Real growth will require significant market development, including better corporate disclosure as well as simplification in sustainable investment terminology—all of, which will help ward off “greenwashing.”
As the ESG bond market develops, relative value is likely to become more of a consideration. With the first green bond issued in 2007, and most issuance dating back only to 2015, the market has a very short track record. Moreover, virtually all of this issuance has been during a period when accommodative monetary policy has inflated global asset prices and dampened volatility. Despite early evidence of good risk-return tradeoffs and diversification benefits, markets still price ESG and investment grade bonds similarly (ESG spreads trade in the A+/BBB range of the credit spectrum).

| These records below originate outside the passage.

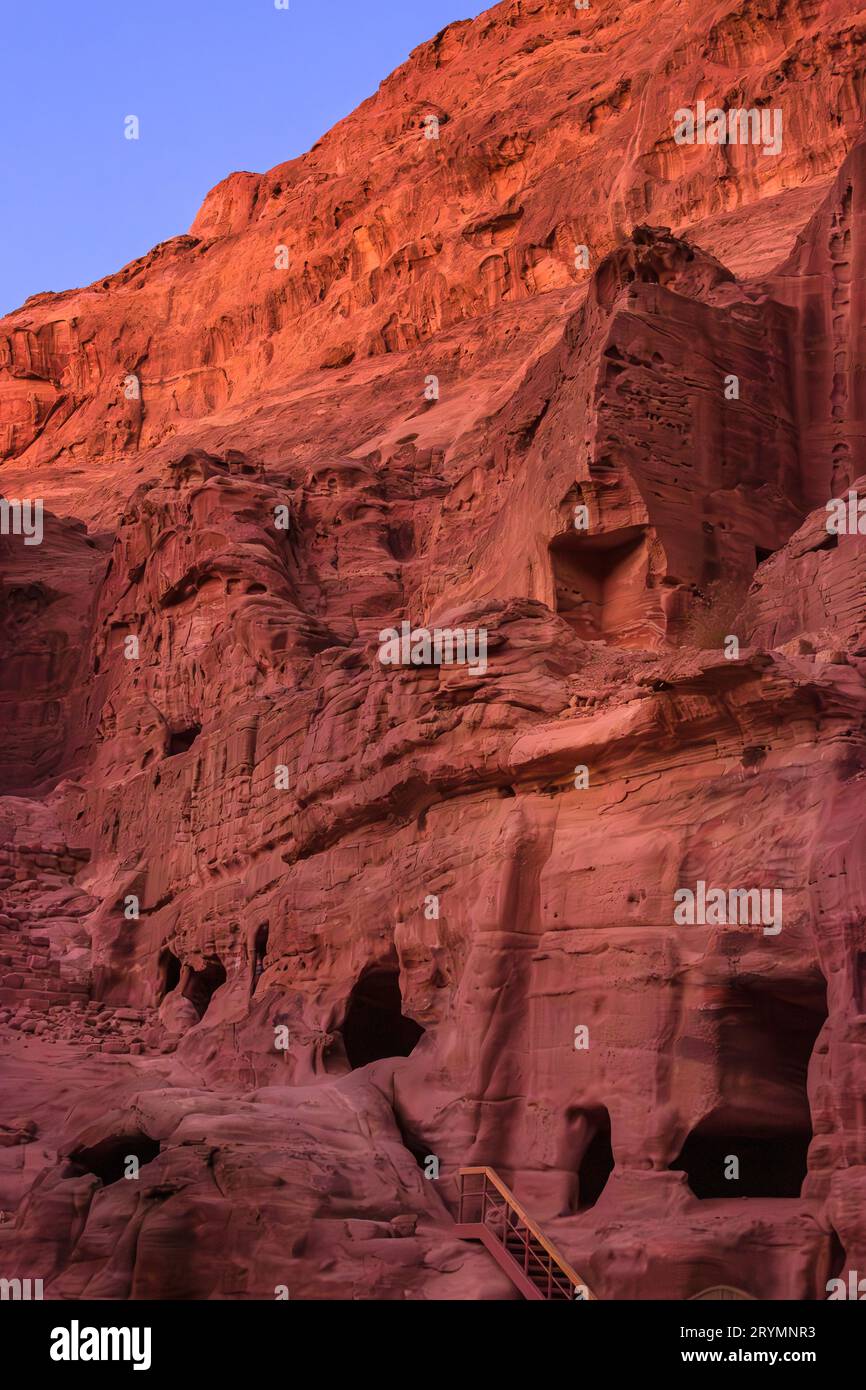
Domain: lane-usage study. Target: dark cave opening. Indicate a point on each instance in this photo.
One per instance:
(376, 1026)
(772, 1165)
(202, 986)
(766, 1033)
(597, 1164)
(260, 947)
(181, 740)
(107, 1158)
(601, 583)
(168, 973)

Many central banks are looking more closely at climate-related risks for the financial sector. For example, the BoE has announced that in 2021, it will begin “stress testing” supervised institutions on different climate pathways. More broadly, climate-related risks are increasingly seen as a potential threat to financial stability, and models based on business-as-usual assumptions may fail to capture the far-reaching impact and irreversibility of climate change. The need for data and for commonly accepted methodologies to assess and measure climate risk is a key focus for the IIF Sustainable Finance Working Group.

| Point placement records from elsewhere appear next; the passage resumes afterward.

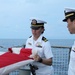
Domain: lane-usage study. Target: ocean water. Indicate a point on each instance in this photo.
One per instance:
(61, 55)
(6, 43)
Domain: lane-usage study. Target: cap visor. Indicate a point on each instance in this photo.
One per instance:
(35, 28)
(64, 20)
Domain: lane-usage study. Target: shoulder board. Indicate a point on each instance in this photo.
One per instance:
(44, 39)
(30, 36)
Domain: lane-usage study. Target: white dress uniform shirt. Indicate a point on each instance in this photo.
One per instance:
(71, 70)
(44, 51)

2020—a climate super year?
As 2020 approaches, many experts across scientific and policy circles suggest next year may be a “climate turning point,” arguing that the Paris Agreement goals of limiting global warming to “well below” 2°C above pre-industrial levels, to strive for 1.5°C, and to reach global net zero emissions by 2050 are realistically feasible only if global emissions peak by 2020.
While “peak carbon” seemed within reach when fossil fuel emissions actually decreased in 2015, these hopes have been dashed as CO2 continues to reach fresh highs.
More sobering still is the concept of carbon budgeting, whereby man-made emissions have totalled some 2200Gt over the past few centuries: scientists estimate that the planet can only absorb an additional 420Gt for global warming to remain below 1.5°C with at least a 66% probability.
Even in the improbable event that the world manages to stabilize emissions in 2020, without reductions from current levels the likelihood of achieving 1.5°C would fall to 50% in 10 years and to zero 20 years from now.
Indeed, the global economy is decidedly off-track: none of the 2020 milestones across energy, infrastructure, transport, land use, industry, and finance to achieve Paris goals (and SDGs by 2030) have been met. Among the few bright spots are public investment in climate action, shipping sector emissions, and renewable energy. Policymakers will thus have their work cut out for them in a supercharged schedule beginning with COP25 in Madrid next month. The 2020 agenda features an ocean summit and the UN’s 75th anniversary, along with work to reset targets for the Paris Agreement, the UN Convention on Biological Diversity, and various environmental SDGs at the High-level Political Forum on Sustainable Development.